Sun Pharmaceutical Industries’ (Sun) reported strong operational performance in Q1FY21 beat our estimate of gross and EBITDA margin by 250bps and 450bps respectively. However, revenue growth was below estimate largely due to weak performance in Taro. Consol. revenue declined 9.4% YoY to Rs75.9bn (I-Sec: Rs81.2bn) and adj. PAT dropped 17.4% to Rs11.5bn. Gross margin improvement of 330bps was driven by better revenue mix and focus on operational efficiency in manufacturing, partially sustainable in our view. Drop in global specialty sales is temporary due to lockdown and would recover in coming quarters. We remain positive on long-term outlook considering strong India business, scale-up of specialty sales and focus on margin expansion through superior revenue mix and operational efficiency.
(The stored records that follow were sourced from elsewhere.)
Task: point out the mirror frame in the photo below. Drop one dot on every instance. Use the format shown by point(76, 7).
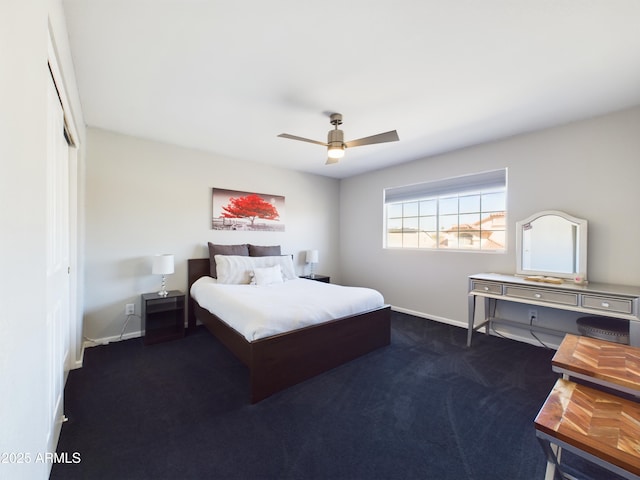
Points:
point(582, 245)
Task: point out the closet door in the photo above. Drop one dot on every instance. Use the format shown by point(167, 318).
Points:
point(57, 241)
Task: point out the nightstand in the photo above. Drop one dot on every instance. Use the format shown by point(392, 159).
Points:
point(162, 317)
point(317, 278)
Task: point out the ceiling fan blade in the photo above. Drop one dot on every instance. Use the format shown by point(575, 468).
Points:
point(391, 136)
point(302, 139)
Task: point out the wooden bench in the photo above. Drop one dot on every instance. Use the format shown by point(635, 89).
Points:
point(597, 361)
point(598, 426)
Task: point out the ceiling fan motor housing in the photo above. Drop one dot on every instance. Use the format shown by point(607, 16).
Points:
point(335, 138)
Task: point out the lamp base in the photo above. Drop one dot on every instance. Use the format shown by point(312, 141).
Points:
point(163, 292)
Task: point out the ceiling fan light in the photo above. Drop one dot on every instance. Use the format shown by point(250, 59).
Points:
point(336, 151)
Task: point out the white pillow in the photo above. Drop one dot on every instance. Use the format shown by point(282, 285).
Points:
point(267, 275)
point(236, 269)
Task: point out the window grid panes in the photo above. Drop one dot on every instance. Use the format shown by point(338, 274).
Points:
point(459, 221)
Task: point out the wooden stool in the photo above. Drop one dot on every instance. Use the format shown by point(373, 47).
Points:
point(600, 427)
point(601, 362)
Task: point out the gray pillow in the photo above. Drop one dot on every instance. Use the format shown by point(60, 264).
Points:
point(260, 251)
point(215, 249)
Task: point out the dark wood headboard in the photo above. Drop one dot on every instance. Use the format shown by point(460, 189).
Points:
point(196, 268)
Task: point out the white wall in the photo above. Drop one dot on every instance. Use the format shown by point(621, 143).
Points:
point(145, 197)
point(23, 363)
point(589, 169)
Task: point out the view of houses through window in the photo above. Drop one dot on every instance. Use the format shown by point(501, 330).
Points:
point(436, 216)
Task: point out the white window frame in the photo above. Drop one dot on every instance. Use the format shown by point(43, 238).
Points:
point(433, 192)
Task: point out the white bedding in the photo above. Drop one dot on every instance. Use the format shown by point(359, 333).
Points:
point(259, 311)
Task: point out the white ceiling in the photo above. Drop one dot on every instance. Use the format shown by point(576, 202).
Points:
point(228, 76)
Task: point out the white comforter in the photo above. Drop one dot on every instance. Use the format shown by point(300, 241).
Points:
point(261, 311)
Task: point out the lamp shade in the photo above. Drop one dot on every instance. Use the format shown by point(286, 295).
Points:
point(162, 264)
point(312, 256)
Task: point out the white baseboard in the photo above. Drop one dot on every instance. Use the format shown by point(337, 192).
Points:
point(94, 342)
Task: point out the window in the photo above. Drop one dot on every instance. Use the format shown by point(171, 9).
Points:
point(461, 213)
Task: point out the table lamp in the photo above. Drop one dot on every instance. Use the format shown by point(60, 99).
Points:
point(312, 258)
point(163, 265)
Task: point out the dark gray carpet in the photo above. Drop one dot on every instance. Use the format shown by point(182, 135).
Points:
point(426, 407)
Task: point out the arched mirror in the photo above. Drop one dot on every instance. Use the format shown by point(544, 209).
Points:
point(552, 243)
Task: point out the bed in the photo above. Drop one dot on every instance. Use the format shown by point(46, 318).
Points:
point(278, 361)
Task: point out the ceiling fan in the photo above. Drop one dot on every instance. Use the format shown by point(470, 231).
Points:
point(335, 141)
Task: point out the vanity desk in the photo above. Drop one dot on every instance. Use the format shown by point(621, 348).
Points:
point(600, 299)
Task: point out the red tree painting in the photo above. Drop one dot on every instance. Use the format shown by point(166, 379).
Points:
point(251, 206)
point(237, 210)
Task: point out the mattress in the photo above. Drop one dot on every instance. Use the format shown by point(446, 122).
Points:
point(260, 311)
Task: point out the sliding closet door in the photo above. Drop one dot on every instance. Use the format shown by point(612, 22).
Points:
point(57, 240)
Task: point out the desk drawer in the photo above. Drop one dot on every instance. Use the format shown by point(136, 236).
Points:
point(619, 305)
point(541, 295)
point(486, 287)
Reiterate Sun Pharma as top pick.

 

* India growth surprises positively, US impacted by COVID-19: India business growth stood at 3.2% YoY vs estimated flat sales and industry decline of ~5%. The outperformance was led by strong chronic portfolio which grew ~10% and we expect trend of higher than industry growth to continue. US revenues declined 24.8% QoQ to US$282mn due to weak sales in Taro and specialty products on account of COVID-19 related lockdown. However, we believe this is temporary and sales would improve in coming quarters. Specialty revenue stood at US$78mn, a drop of 38.1% QoQ. We expect US revenues to remain flattish over FY20-22E with decline in Absorica sales in H2FY21 and generic price erosion. API sales grew strong by 20.1% driven by strong demand for API products.

 

* Margin beat partially sustainable: EBITDA margin at 24.3% was 450bps higher than our estimate led by improved gross margin, lower S,G&A amid lockdowns and reduced R&D spend. Gross margin improvement was driven by superior product mix (higher chronic sales in India) and better operational efficiency in manufacturing. We believe margin expansion caused by operational efficiency, revenue mix and cost control is sustainable. We raise our EBITDA margin estimates by ~100bps to 23.1% in FY21E and 24.4% in FY22E.

 

* Outlook: We expect India business growth to remain strong and other markets growth to revert to positive trajectory in coming quarters. Overall, we expect 7.9% revenue and 24.6% adjusted PAT CAGRs over FY20-FY22E with EBITDA margin expansion of 320bps. Recent settlement by Taro for DoJ investigations for US$419mn removes the key overhang from the stock.

 

* Valuations and risks: We raise EPS estimates by 3-5% to factor in better margins and remain positive on long term outlook. Reiterate BUY with a revised target price of Rs612/share based on 24xFY22E EPS (earlier: Rs585/share). Key downside risks are: higher than expected pricing pressures in the US, and regulatory hurdles.